HTML tags in entity names in the tree view are not sanitised in quickentity-editor-next

Vulnerability

A stored cross-site scripting (XSS) vulnerability exists in quickentity-editor-next versions prior to 1.28.1. The application fails to sanitize HTML tags in entity names displayed in the tree view, allowing arbitrary script execution within the browser sandbox. The issue is triggered simply by loading a file that contains a script tag in any entity name.

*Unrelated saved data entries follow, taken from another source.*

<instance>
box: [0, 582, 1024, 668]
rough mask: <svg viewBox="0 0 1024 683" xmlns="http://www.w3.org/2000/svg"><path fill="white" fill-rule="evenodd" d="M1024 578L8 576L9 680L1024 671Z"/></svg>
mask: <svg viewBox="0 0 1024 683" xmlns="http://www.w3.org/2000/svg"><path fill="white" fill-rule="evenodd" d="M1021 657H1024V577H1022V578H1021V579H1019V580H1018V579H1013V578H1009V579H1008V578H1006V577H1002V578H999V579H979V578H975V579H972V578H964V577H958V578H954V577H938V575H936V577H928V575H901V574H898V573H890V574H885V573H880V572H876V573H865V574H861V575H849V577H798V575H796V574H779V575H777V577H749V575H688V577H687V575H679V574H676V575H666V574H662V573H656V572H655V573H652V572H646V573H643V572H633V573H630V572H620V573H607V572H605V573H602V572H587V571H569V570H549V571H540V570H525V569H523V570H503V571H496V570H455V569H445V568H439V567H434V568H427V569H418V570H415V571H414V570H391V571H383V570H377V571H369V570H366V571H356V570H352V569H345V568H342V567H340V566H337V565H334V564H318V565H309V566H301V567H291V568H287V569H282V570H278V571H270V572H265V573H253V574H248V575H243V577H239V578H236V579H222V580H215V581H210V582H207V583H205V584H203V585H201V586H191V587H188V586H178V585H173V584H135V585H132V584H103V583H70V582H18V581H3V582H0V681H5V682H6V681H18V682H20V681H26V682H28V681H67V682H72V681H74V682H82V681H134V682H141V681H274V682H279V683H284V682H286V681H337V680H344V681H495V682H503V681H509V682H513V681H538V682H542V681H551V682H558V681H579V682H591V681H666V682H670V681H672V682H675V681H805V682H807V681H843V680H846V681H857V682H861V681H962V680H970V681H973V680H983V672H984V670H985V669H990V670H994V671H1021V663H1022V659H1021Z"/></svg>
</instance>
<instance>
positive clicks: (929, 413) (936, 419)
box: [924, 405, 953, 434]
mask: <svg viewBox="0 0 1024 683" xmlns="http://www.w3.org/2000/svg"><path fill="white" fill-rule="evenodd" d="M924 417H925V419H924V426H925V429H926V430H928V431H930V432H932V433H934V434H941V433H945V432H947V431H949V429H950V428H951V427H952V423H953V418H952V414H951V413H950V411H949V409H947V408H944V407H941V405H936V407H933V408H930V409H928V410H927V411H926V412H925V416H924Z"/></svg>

The fix, implemented in commit 5303b45a20a6e4e9318729b8dd7bbf09b37b369d [1], adds a sanitise() function call for entity names and sets force_text: true in the tree view configuration [1].

Exploitation

An attacker can craft a malicious JSON file containing entity names with embedded HTML tags, such as ``. When a victim opens this file in quickentity-editor-next, the unsanitized entity name is rendered in the tree view, and the script executes within the browser's security context [2]. No authentication or special privileges are required beyond the ability to provide a crafted file to a user of the application.

Impact

Successful exploitation allows arbitrary code execution within the browser sandbox, potentially leading to data theft, session hijacking, or further compromise of the user's local assets managed by the editor. The attack can occur simply from opening a crafted file, with no user interaction beyond loading the asset [2]. The impact is limited to the browser environment and does not extend to the underlying operating system.

Mitigation

The vulnerability is patched in version 1.28.1 of quickentity-editor-next [2]. Users should upgrade to this version immediately. No workarounds exist; the only mitigation is updating the application [2]. The repository was archived on July 15, 2024, and is no longer actively maintained.